ESA chose to bring Soyuz rockets to the French Guiana facility because it's close to the equator. Rockets launched from the equator get an additional speed boost from the Earth's rotation, and so they can carry heavier loads into orbit.

To help tie the facility back to Soyuz's origins, an original stone from the launch pad where Yuri Gagarin became the first human into space was brought over from Kazakhstan keep at the new facility.

Original Source: ESA News Release

A Solution for the black hole Information Paradox?

Illustration of a black hole. Image credit: Gallery of Tempolimit Lichtgeschwindigkeit.
February 28th, 2007: Illustration of a black hole. Image credit: Gallery of Tempolimit Lichtgeschwindigkeit.

One of the mysteries that has puzzled physicists has to do with black holes. When information goes into a black hole, is it completely destroyed, or is it maintained in some form? Physicist Stephen Hawking believes that black holes will evaporate over long periods of time, slowly releasing featureless particles. Whatever information went into the black hole would then be destroyed.

But new research for the University of York and Sainik School in India have developed a new experiment that might help shed light on this mystery. They found that if information at a quantum level appears to be destroyed, it's actually hiding, and can show up somewhere else.

Instead of completely destroying the information, there would remain some kind of connection between the evaporated particles and the black hole's internal state.

Original Source: University of York News Release

New Horizons Gets a gravity Boost From Jupiter

Jupiter. Image credit: NASA/JPL/JHUAPL.
February 28th, 2007: Jupiter. Image credit: NASA/JPL/JHUAPL.

NASA's New Horizons spacecraft got a big speed boost today, when it used Jupiter's gravity to give it a slingshot towards its final destination of Pluto. It didn't exactly skim the planet's surface, but New Horizons got as close as 2.3 million kilometers (1.4 million miles) to Jupiter.
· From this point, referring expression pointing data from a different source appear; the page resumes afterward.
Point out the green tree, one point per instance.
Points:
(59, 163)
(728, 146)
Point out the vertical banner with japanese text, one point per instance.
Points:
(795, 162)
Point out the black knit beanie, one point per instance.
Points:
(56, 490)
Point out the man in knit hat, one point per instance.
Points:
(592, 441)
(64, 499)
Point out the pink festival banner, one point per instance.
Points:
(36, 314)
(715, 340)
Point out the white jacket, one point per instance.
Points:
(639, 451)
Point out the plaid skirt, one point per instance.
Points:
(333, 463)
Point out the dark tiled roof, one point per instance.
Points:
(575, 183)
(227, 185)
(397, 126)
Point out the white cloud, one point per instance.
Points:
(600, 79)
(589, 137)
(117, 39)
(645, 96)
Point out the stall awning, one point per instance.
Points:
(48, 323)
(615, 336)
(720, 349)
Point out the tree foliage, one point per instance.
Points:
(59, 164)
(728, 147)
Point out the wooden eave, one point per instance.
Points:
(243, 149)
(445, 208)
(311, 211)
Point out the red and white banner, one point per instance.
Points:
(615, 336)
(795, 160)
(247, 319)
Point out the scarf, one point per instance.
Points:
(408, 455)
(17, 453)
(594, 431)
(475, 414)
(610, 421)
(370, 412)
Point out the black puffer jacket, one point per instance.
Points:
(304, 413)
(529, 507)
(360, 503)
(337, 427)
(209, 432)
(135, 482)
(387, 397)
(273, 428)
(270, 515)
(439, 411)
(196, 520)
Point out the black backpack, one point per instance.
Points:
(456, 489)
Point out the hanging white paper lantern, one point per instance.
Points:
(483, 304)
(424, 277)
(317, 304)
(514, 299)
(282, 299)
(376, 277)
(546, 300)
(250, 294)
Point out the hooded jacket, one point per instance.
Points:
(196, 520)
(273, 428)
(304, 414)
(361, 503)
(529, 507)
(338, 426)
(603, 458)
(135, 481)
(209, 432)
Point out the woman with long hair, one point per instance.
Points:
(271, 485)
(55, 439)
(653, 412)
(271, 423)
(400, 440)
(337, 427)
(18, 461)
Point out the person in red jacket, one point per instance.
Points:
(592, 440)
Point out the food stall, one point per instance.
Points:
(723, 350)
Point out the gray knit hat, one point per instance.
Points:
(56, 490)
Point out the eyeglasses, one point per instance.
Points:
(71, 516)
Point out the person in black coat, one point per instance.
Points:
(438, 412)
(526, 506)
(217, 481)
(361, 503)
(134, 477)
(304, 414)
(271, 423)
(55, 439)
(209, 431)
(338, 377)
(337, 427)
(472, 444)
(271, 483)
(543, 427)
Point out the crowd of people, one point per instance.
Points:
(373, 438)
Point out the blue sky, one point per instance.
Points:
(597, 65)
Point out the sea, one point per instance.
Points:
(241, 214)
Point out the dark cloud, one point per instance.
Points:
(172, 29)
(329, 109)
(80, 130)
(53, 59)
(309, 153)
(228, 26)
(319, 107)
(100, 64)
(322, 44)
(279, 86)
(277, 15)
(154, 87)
Apart from the speed boost, this was an opportunity to do a little science as well. New Horizons took the opportunity to analyze several of Jupiter's moons, as well as the planet itself as it swept past. During its closest approach, New Horizons as out of contact with Earth, so it had to gather all its scientific data automatically. The spacecraft will make more than 700 science observations of Jupiter during the encounter; 50% of those were taken just on the day of the flyby.

As part of the maneuver, New Horizons gained 14,000 km/hour velocity (9,000 mph) from Jupiter's gravity, putting it on track to reach Pluto in 2015.

Original Source: New Horizons News Release

Hail Damages Space Shuttle Atlantis, Delays Launch

Hail damage on the shuttle. Image credit: NASA.
February 28th, 2007: Hail damage on the shuttle. Image credit: NASA.

A hail storm pounded the Space Shuttle Atlantis on Tuesday, chewing up foam at the top of the shuttle's external fuel tank. The damage was so significant that managers decided to delay the shuttle's launch until the damage can be repaired.

Atlantis was originally supposed to launch as early as March 15, but the golf ball-sized hail has helped push that back - workers found 1-2,000 divots in the foam, and several damaged heat tiles on the Shuttle's left wing.

The shuttle was rolled back from the launch pad to the Vehicle Assembly Building, to analyze the damage and begin repairs. Managers are currently hoping for a launch date starting as early as April 22.